7/ Ceux qui crient sur tous les toits génocide des Tutsi ou qui affirment qu’il y a eu génocide des Tutsi, quelles sont leurs sources d’information ou sont-ils en état de préciser leurs sources d’information d’une part et quelles sont les éléments apportés par eux pour soutenir qu’il y a eu génocide des Tutsi et exclusivement des Tutsi ?

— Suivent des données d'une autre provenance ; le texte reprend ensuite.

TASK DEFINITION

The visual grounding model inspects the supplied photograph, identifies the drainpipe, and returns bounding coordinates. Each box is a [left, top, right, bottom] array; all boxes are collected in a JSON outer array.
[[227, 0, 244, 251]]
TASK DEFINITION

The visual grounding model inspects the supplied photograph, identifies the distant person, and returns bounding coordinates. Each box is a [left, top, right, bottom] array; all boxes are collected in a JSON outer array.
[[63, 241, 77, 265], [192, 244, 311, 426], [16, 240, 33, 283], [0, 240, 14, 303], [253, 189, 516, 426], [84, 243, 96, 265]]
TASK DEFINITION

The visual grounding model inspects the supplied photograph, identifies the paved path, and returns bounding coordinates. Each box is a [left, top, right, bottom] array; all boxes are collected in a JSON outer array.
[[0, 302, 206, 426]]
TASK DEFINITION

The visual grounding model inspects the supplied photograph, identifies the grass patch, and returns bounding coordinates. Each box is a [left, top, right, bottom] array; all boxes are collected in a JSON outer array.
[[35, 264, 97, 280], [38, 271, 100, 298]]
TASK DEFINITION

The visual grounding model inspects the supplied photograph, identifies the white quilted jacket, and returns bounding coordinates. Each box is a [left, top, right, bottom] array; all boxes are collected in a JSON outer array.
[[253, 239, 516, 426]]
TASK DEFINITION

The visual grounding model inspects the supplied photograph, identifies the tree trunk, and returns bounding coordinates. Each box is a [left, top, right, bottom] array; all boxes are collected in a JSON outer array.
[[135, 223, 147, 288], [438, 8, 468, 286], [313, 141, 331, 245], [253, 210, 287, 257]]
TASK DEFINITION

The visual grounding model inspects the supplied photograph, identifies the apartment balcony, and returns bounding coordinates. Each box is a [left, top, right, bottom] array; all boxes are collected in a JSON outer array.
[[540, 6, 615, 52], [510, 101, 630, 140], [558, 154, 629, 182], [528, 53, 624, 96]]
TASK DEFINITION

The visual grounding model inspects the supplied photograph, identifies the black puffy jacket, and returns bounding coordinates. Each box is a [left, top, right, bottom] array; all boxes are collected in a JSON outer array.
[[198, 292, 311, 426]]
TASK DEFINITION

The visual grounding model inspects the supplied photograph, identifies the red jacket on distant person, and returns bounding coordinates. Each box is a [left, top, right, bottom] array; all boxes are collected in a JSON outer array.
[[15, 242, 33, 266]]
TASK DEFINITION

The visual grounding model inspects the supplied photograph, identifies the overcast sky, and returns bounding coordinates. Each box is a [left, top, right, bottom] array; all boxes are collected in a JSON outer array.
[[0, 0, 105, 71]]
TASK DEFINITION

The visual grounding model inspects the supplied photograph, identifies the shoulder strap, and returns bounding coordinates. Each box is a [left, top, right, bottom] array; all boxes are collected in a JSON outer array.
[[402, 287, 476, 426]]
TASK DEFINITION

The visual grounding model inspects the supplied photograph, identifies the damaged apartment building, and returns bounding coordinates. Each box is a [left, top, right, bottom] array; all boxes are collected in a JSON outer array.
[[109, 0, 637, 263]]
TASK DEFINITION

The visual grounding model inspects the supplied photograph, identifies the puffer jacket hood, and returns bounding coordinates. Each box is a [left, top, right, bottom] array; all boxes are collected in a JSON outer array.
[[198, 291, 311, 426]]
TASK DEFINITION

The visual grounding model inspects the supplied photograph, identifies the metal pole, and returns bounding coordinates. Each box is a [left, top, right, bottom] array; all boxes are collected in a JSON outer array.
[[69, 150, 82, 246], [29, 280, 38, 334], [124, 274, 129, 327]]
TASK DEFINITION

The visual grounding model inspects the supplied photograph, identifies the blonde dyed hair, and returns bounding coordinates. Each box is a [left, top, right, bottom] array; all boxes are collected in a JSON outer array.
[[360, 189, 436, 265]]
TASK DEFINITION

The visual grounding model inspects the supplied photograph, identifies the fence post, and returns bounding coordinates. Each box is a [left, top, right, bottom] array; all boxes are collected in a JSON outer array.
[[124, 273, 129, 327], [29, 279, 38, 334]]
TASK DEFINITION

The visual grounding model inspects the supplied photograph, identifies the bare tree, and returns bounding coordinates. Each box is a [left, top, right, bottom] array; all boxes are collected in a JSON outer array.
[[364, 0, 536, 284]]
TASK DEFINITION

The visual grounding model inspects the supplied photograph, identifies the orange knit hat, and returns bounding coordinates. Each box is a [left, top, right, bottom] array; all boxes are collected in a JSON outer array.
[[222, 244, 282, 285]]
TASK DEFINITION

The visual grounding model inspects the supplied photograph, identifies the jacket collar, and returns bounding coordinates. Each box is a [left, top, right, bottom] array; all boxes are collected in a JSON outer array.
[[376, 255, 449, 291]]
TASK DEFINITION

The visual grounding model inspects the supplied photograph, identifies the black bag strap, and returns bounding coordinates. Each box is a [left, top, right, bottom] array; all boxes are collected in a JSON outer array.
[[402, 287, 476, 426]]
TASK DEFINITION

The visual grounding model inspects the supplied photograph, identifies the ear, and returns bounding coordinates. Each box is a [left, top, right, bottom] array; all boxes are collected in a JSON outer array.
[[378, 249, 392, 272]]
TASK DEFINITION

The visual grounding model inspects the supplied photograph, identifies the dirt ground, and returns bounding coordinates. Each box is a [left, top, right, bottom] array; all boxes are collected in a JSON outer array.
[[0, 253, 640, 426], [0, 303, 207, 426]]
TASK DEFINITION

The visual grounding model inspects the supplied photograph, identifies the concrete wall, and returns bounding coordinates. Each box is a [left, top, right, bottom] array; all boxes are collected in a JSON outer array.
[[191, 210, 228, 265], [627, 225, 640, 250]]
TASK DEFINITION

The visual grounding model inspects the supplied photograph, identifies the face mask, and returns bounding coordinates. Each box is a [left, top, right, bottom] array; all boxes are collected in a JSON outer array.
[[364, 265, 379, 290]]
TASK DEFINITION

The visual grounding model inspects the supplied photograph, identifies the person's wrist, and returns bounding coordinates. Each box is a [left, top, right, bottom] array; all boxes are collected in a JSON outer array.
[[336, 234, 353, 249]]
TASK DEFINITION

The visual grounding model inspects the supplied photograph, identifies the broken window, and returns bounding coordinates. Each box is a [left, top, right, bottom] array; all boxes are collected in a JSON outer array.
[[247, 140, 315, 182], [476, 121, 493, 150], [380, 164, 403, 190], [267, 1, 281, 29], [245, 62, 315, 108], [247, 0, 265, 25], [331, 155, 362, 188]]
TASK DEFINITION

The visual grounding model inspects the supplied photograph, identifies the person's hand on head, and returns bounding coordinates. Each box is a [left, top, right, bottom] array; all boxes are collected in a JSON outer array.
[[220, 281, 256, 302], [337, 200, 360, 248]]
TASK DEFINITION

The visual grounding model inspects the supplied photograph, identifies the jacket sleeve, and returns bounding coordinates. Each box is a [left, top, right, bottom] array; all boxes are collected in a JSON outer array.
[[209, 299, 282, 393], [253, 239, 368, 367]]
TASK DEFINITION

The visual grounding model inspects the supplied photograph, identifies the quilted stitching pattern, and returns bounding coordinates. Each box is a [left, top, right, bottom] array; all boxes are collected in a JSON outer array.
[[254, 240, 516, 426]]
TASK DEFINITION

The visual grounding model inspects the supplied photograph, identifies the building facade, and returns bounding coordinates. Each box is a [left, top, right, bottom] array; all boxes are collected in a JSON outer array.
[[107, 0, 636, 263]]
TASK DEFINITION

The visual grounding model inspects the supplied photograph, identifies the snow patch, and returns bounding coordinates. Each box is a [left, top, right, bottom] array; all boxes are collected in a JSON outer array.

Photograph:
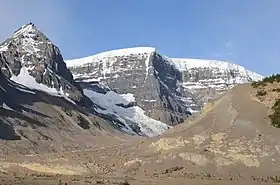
[[65, 47, 155, 67], [83, 89, 170, 137], [171, 58, 263, 83]]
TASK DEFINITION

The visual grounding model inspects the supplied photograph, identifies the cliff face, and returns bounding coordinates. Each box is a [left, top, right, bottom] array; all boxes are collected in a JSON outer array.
[[0, 23, 89, 104], [172, 58, 263, 106], [66, 48, 194, 125]]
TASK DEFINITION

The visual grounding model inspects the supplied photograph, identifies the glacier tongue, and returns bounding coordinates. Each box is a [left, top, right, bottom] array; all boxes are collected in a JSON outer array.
[[84, 89, 171, 137]]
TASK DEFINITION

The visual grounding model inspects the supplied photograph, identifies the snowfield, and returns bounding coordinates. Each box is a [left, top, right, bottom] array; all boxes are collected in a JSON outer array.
[[84, 89, 171, 137]]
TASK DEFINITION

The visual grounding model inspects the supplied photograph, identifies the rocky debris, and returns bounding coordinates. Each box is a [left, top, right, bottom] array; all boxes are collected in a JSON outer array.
[[66, 48, 194, 125], [171, 58, 263, 106], [0, 23, 90, 105]]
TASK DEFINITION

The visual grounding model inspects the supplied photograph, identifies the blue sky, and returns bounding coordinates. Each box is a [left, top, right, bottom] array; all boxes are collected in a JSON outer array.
[[0, 0, 280, 75]]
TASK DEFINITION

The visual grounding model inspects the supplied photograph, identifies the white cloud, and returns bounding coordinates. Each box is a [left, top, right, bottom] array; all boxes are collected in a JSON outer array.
[[0, 0, 69, 42]]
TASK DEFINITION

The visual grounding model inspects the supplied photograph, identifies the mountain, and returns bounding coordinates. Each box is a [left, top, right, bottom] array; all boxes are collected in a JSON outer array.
[[0, 23, 175, 140], [66, 47, 263, 119], [0, 23, 89, 104], [124, 82, 280, 184], [66, 47, 196, 125], [172, 58, 263, 104]]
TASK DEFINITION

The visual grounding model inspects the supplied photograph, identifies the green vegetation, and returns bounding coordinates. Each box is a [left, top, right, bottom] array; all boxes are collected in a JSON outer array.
[[269, 99, 280, 128], [257, 90, 267, 96], [252, 74, 280, 88], [272, 88, 280, 92]]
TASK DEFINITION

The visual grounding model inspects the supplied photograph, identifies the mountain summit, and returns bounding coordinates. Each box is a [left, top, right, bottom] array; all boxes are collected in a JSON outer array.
[[66, 47, 195, 125], [0, 23, 87, 102]]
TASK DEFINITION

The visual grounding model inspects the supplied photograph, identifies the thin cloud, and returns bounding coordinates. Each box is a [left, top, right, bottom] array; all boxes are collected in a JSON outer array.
[[0, 0, 70, 42]]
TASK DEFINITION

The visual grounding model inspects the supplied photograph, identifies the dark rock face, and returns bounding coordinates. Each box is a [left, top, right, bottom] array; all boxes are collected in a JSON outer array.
[[171, 58, 263, 106], [0, 23, 86, 103], [66, 48, 196, 125]]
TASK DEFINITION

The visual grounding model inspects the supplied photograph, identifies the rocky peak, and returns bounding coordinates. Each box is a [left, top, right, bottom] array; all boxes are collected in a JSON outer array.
[[0, 23, 86, 102], [66, 47, 196, 125]]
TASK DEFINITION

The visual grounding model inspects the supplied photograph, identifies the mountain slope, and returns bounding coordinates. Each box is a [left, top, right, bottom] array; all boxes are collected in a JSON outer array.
[[66, 47, 195, 125], [172, 58, 263, 103], [123, 84, 280, 181], [0, 23, 158, 154], [0, 23, 90, 104]]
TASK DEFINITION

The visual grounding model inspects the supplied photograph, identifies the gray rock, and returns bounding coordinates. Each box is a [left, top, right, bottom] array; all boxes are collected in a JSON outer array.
[[66, 48, 194, 125], [0, 23, 89, 103]]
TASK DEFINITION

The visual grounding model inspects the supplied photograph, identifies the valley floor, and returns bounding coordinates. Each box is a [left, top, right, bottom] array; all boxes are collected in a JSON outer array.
[[0, 85, 280, 185]]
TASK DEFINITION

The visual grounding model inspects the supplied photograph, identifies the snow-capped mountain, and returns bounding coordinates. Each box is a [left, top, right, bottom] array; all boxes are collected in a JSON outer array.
[[172, 58, 263, 103], [81, 82, 171, 137], [0, 23, 170, 136], [0, 23, 92, 103], [66, 47, 263, 111], [66, 47, 196, 125]]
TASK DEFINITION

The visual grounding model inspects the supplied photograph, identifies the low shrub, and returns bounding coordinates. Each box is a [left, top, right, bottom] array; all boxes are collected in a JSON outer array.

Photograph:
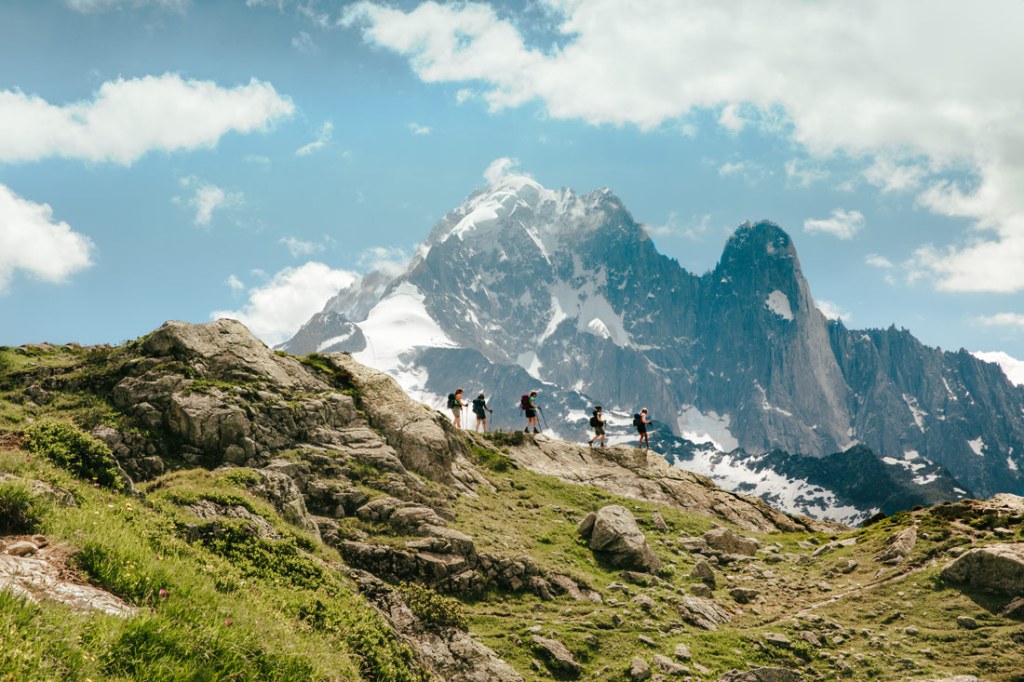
[[398, 583, 469, 630], [25, 421, 124, 491], [0, 483, 40, 536]]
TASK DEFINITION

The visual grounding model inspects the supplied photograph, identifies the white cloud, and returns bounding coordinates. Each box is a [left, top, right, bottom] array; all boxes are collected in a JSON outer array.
[[0, 74, 295, 166], [814, 299, 853, 323], [971, 350, 1024, 386], [483, 157, 529, 187], [292, 31, 319, 54], [0, 184, 94, 293], [174, 175, 245, 227], [804, 208, 866, 240], [343, 0, 1024, 291], [358, 247, 410, 276], [864, 157, 928, 193], [281, 237, 331, 258], [718, 161, 771, 182], [295, 121, 334, 157], [65, 0, 188, 14], [864, 253, 896, 270], [975, 312, 1024, 328], [210, 262, 356, 345], [784, 159, 829, 187]]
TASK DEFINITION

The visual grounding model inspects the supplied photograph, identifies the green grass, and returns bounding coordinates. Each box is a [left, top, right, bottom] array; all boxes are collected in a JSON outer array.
[[0, 452, 425, 680]]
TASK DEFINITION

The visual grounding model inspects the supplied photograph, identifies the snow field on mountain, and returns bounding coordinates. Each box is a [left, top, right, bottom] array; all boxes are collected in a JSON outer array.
[[676, 404, 739, 452], [676, 449, 879, 525], [352, 282, 457, 393]]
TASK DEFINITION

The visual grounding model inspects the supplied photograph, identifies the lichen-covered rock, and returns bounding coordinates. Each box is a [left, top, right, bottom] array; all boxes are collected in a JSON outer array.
[[529, 635, 583, 678], [718, 668, 801, 682], [0, 552, 137, 617], [941, 543, 1024, 597], [351, 570, 522, 682], [702, 527, 760, 556], [580, 505, 662, 572], [508, 437, 831, 532], [678, 596, 732, 630]]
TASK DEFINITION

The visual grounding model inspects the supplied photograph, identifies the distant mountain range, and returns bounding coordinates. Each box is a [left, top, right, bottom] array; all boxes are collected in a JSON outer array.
[[283, 171, 1024, 518]]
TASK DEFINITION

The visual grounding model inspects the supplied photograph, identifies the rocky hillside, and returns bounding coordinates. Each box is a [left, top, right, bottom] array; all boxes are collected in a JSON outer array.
[[0, 321, 1024, 682], [285, 176, 1024, 499]]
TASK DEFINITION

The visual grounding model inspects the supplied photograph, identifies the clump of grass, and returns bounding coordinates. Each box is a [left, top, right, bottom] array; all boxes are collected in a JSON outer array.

Je précise que les massacres contre les Tutsi sont incontestables. Il en est de même des massacres contre les Hutu. Au regard de la situation d’ensemble factuelle au Rwanda d’octobre 1990 à juillet 1994, le problème posé est la qualification de génocide des Tutsi donné aux massacres qui ont été commis à l’endroit de ces derniers. Une confusion est faite entre les faits et leur qualification juridique. Pour en finir une fois pour toute avec ce mot qui est devenu un fonds de commerce des oligarques du régime Kagame et de celui-ci au premier chef, dans l’intérêt des générations actuelles et futures rwandaises, un débat public s’impose. Celui-ci permettra de dégager une position commune par tous les représentants des Rwandais, Hutu, Tutsi et Twa sur les qualifications juridiques effectives des crimes qui ont été commis par les Rwandais contre les Rwandais. A défaut, le slogan « génocide des Tutsi » sera lourd de conséquence quant aux rapports entre les Hutu et les Tutsi. Il est devenu une arme de Kagame pour broyer les opposants. Les années ne produisent pas les âges mais la vieillesse. Aucune oppression d’un régime contre une partie du Peuple ne reste impunie. Ses auteurs répondent inéluctablement de leurs actes. A défaut, ce sont leurs postérités qui payent. En l’espèce c’est donc une question de temps. Kagame ne finira sûrement pas le boulot dont il a parlé et regretté de ne l’avoir pas achevé.

jete 16/05/2014 10:47

Bien cher samuel,j'admire ton analyse portant un raisonnement intellectuel et logique.En deplaise...les Ruchagu,Prosper!!!Ces gars,sans coeur.Qu'ils sachent que tout se paye ici bas!!